The audit ends with a prioritised shortlist of use cases, each with a feasibility score, effort estimate, and expected impact on ROI. It also includes a list of processes we'd recommend leaving manual for now.

Phase 2: Evaluation

Before anything goes near production, we build an evaluation suite and put that in the hands of the business operators from the beginning, not just after deployment. Two main reasons for this.

Building a golden dataset with the domain expert: We sit with someone who does the work today and define what a good answer looks like for 20 to 50 real cases. That set becomes the benchmark. We re-run it every time we change a prompt, a tool, or a model, and we monitor the calls in production with an observability tool to catch drift.

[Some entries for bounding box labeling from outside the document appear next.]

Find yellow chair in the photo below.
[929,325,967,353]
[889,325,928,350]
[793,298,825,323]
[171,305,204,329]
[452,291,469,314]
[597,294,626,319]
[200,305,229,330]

Grading the process, not just the output: People don't solve problems in one step, so an agent that arrives at the right answer through the wrong reasoning will eventually fail in ways that are hard to debug. We map the intermediate steps a competent human would take and grade the agent on whether it hits the same checkpoints.

The eval suite ends up serving two purposes. Internally, it tells us whether changes are improvements or regressions and gives us clear action points on how we can better steer the agent's behaviour. Externally, it gives the client's leadership something concrete to look at when deciding whether to expand the rollout and it concretely measures the impact achieved across the build, for example by observing metrics such as error rates, throughput time, and savings.

Phase 3: Deployment

Every company has their own software stack, legacy systems, and data assets. We embrace that variety and build solutions around it, rather than trying to force on new tooling that doesn't fit the as-is way of working. Two principles generally shape how we put things into production.

Avoid data migrations, minimize new tooling: Most of our enterprise clients have spent years getting onto their current ERP or cloud provider. Where we can, we build as minimal as possible from scratch and maximally work with existing solutions in the client's software stack. For a recent project for an audit firm, we maximally leveraged the existing Azure suite: Azure Service Bus as the task manager between the backend API and the AI engine, Azure Foundry for the build of the AI engine, Blob Storage for handling documents, and so on. The existing stack stays in place, with minimal new outside tooling and overhead added. This also helps significantly with compliance, cybersecurity, and change management.

Start with a small unit of autonomy, only then expand upon success: Initial versions typically observe and recommend rather than act, with a human in the loop for verification. An agent will detect, analyze, and prepare certain actions, with a human still pressing the button. Once that's been stable long enough and we've used the operator's input to improve the agent and build confidence, we extend the agent's permissions to make it more autonomous, especially for cases where confidence is extremely high. Each expansion gets the same evaluation and observability treatment as the original deployment. This approach allows for good change management, helping operators adopt the tooling faster and staying in control of the process. It also helps to avoid critical errors that make everyone lose their trust in the newly adopted AI solution.

Wrapping things up

Once the system is in production, we run it alongside the client's team until they're comfortable owning it. That usually means a handover period with documentation, a re-runnable eval suite, observability dashboards, and a clear set of metrics to track.

The work isn't finished when the agent ships. It's finished when the client's team can run it, learn from it, and improve it without us. Ultimately, building the solution is not the hardest part. Making sure it gets adopted and gradually improves while being used in production through continuous evals and business input, is where the real value accrues.